Laurel Tarulli (2010) speaks to challenges with the Dewey Decimal Classification (DDC) system, technical services operations, and changing library practices.  The article includes  an intense medley of earnest efforts to serve patrons, maintain cataloging excellence, and ensure high quality collection development.

Because graphic novels and comics might be processed in a technical services department before they reach a reference librarian, they might be catalogued according to “traditional . . . models” or catalogued without information such as illustrator names (Tarulli, 2010, p. 213).  In addition, current and recent cataloging may have placed graphic fiction and comics within the 741.5s and graphic non-fiction within a myriad of non-fiction collections.  Further, patrons may be interested in browsing comics by publisher or being presented with a variety of items collocated by character [not by format] (Tarulli, 2010, p. 219; What is, 2016, para. 2).

Tarulli also points to the importance of a “long-term view” that accommodates readers’ needs concerning series on shelves and in the catalog (p. 216), and processes such as applying “graphic novel sticker[s]” to identify new items before they hit the shelves.  The discussion goes on to include practices that may inadvertently censor materials, networking that can support the excellence of the library services, and possibilities such as opportunities to browse by catalog images instead of items in hand (pp. 218-220).

This blogger’s recommendations that follow are focused on public libraries.  They aim to consider Tarulli’s observations, to acknowledge that “pop culture moves quickly” (Lyga & Lyga, 2004, p. 13), to allow for prompt but careful change, to uphold a “long-term view” for assessing library practices, and to incorporate patrons’ needs.

Quinn Recommendations

  • Place distinct stickers on the spines of graphic novels and comics – both new acquisitions and items already held.

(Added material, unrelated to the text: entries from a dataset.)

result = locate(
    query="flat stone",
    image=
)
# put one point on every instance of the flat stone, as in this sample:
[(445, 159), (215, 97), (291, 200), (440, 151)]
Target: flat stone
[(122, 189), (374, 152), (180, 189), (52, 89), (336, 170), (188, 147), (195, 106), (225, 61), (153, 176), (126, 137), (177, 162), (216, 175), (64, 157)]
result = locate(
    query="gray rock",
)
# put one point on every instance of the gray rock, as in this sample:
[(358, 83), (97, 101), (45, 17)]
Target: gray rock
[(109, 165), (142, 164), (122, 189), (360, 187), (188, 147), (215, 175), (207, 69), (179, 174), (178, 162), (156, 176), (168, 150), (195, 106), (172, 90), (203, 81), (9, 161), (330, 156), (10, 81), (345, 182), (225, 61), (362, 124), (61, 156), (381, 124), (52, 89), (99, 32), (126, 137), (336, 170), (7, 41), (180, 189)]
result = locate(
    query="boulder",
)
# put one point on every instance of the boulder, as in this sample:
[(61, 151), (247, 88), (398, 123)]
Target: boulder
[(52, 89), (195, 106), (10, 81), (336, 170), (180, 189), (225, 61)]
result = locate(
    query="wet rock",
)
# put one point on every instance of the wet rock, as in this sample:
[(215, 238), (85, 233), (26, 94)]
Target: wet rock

This is both a service for patrons and a stopgap process that does not alter cataloging and location until they have been carefully assessed.
  • Have local technical services staff meet with on-the-desk librarians to discuss cataloging and processing.
  • Support awareness of graphic novels and comics with displays.
  • Be aware that not all public librarians learned about graphic novels and comics in library school.
  • Attend or ask for seminars about graphic novels and comics at library systems.
  • Discuss the possibility of working relationships with local comics stores.
  • Create a short survey (on paper and online) that invites patrons to voice their needs concerning graphic novels and comics in the library. The paper surveys could be placed at reference desks and on the shelves where such items are located in the library.
  • Offer graphic-novels/comics discussion programs for children’s age groups (About good, 2016, para. 2) and for adults, where readers and librarians can share their enjoyment (Jacobson, 2010, p. 29) and knowledge about individual titles or this literature in general.

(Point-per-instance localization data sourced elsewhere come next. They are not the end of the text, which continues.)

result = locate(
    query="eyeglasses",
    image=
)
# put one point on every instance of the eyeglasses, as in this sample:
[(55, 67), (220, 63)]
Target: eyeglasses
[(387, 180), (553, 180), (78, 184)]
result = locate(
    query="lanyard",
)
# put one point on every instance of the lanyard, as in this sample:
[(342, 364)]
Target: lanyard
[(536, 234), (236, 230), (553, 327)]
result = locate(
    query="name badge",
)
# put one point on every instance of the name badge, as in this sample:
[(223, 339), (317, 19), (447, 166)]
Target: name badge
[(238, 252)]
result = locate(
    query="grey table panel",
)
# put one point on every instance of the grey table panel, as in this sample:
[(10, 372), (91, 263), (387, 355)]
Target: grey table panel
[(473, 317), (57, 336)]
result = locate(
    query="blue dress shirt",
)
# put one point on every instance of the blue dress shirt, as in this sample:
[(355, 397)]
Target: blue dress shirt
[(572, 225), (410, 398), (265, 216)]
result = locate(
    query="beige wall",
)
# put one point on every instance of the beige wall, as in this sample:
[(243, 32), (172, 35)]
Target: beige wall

About good comics for kids. (2016). Retrieved from the Good Comics for Kids blog of School Library Journal at http://blogs.slj.com/goodcomicsforkids/

Green, K. (November 9, 2010). ‘Whaddaya got?’: Finding graphic novels in an academic library.  Retrieved from the website of Publishers Weekly at http://www.publishersweekly.com/pw/by-topic/industry-news/comics/article/45109-whaddaya-got-finding-graphic-novels-in-an-academic-library.html

Jacobson, A. (2010). Party on! at your book discussions: Shouldn’t a book club be for the fun of sharing? American Libraries, 41(8). Retrieved from http://go.galegroup.com.queens.ezproxy.cuny.edu:2048/ps/i.do?ty=as&v=2.1&u=cuny_queens&it=search&s=RELEVANCE&p=PPMI&qt=TI~%22Party%20on!%20At%20your%22~~SP~28~~IU~8~~SN~0002-9769~~VO~41&lm=DA~120100000&sw=w

Lyga, A. A. W., & Lyga, B. (2004). Graphic novels in your media center: A definitive guide. Westport, CT: Libraries Unlimited.

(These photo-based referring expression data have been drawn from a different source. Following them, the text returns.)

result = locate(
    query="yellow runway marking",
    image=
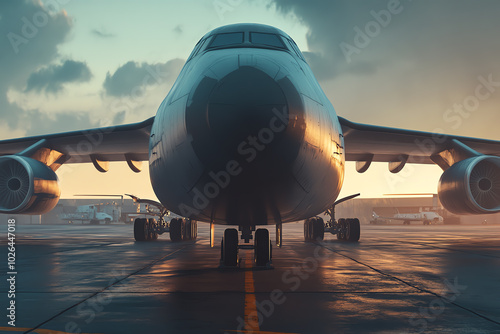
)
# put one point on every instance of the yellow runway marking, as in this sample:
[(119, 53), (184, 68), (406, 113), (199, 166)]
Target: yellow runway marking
[(251, 315)]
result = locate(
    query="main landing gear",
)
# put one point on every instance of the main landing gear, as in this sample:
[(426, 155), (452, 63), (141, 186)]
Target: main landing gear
[(346, 229), (180, 229), (262, 246), (148, 229)]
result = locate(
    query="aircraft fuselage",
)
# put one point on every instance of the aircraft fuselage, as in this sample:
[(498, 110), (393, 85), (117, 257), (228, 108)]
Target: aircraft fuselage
[(246, 136)]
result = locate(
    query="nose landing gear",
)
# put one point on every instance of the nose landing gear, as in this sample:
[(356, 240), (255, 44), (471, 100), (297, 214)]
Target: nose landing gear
[(230, 248)]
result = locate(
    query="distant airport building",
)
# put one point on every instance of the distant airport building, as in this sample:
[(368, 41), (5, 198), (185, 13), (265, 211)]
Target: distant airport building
[(390, 206), (126, 211)]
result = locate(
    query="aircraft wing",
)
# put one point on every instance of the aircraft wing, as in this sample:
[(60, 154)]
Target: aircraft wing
[(366, 143), (116, 143)]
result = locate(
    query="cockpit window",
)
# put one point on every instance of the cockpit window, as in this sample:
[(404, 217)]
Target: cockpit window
[(266, 39), (227, 39)]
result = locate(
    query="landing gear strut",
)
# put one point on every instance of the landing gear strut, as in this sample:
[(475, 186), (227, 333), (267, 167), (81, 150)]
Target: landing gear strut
[(146, 229), (314, 229), (345, 229), (262, 246), (183, 229)]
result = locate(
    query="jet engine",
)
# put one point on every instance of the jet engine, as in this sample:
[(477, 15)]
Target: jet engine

Nyberg, A. K. (2010). How librarians learned to love the graphic novel. In Weinger, R. (Ed.). Graphic novels and comics in libraries and archives: Essays on readers, research, history and cataloging. Jefferson, NC: McFarland.

Tarulli, Laurel. (2010). Cataloging and problems with Dewey: Creativity, collaboration and compromise. In Weiner, R. G. (Ed.). Graphic novels and comics in libraries and archives: Essays on readers, research, history and cataloging. Jefferson, NC: McFarland.